A terrible idea has got about amongst my friends, and I might almost say patients, that if they take to the diet more or less strictly, they are not only to be quickly made quite well, but to remain so perpetually. Over-fatigue, change of weather, indigestion, &c, are supposed to have no effect at all on the non-meat-eater. Now I want everybody who undertakes the diet in consequence of ill health to understand that it cannot suddenly repair a debilitated state of the digestive organs. Most of our modern ailments are acknowledged to come from indigestion and non-assimilation. This goes on in many cases long after the excess of uric acid has ceased, and then the patients turn round on me and say, 'Why, after years of this self-denial and all the trouble that this peculiar feeding brings, am I to have this and that ailment?'The probability is that they have frequently not digested their simpler food any better than they did their mixed foods; they also do not get the enforced rest which attacks of illness, often lasting a week or more, imposed upon them. One can only assure them - and this sounds a feeble comfort - that they would have been much worse on the old diet, for I have never met a case which did not admit that any attacks of illness under the diet were very much milder than they formerly were.

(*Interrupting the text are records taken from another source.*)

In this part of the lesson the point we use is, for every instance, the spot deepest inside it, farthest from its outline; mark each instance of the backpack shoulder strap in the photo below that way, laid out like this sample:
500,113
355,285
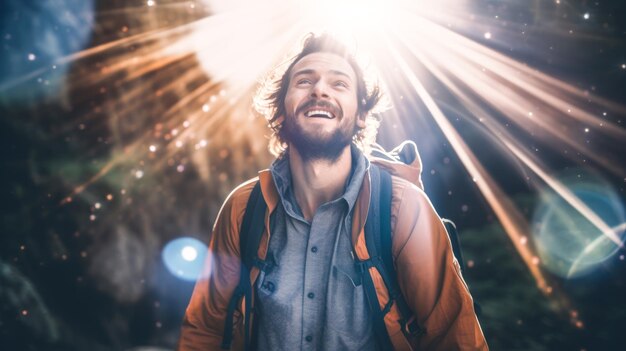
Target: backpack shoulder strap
379,241
249,239
374,247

It is obviously unfair to judge of a diet which is the best for man in health by its effects on invalids. People with weak digestions have a difficult hill to get over in leaving off meat, as doubtless it is lighter of digestion than any other food containing the same amount of nourishment. But people seldom realise that what may be a gain to the digestion may be an injury to the blood, and will bring round in time the very troubles from which they temporarily escape. For those who are digesting so badly that they are underfed, which can easily be told by colour of gums, loss of weight, excitable nerves, &c, it is most important that they should test themselves by weighing from time to time- say every three months. The nightmare of growing fat, alluded to before, makes many women believe they cannot take either milk or cheese. In these cases there must be a diet within the diet and a careful study of the proteid foods, which give nourishment without bulk.

In cases of severe dyspepsia, Mellin's Food is invaluable. Most people at the first difficulty say, ' The diet is not agreeing with me,' and go back to meat and champagne, which does them immense good for a short time till the increased uric acid in their system brings back their original troubles. All the relations are delighted, the doctor in attendance is jubilant, and the vicious circle again begins. Their winter or spring illness is attributed to cold and east wind.

I, from my experience, am quite convinced that in all cases of dyspepsia, rheumatism, gout, it is impossible to live up to anything like the full physiological allowance of proteid, especially in the case of women who do not work off the evil effect of non-assimilation by violent exercise as most men occasionally do. And here comes the great difficulty, viz. that each person has to find out for himself what amount of proteid he can assimilate, and in what form. Nobody else can know whether Nature is properly performing her functions, and digesting the food taken.Any necessityfor a return to drugs,or violently irritating foods like cracked wheat, is a sign that even the simpler foods are not being properly digested.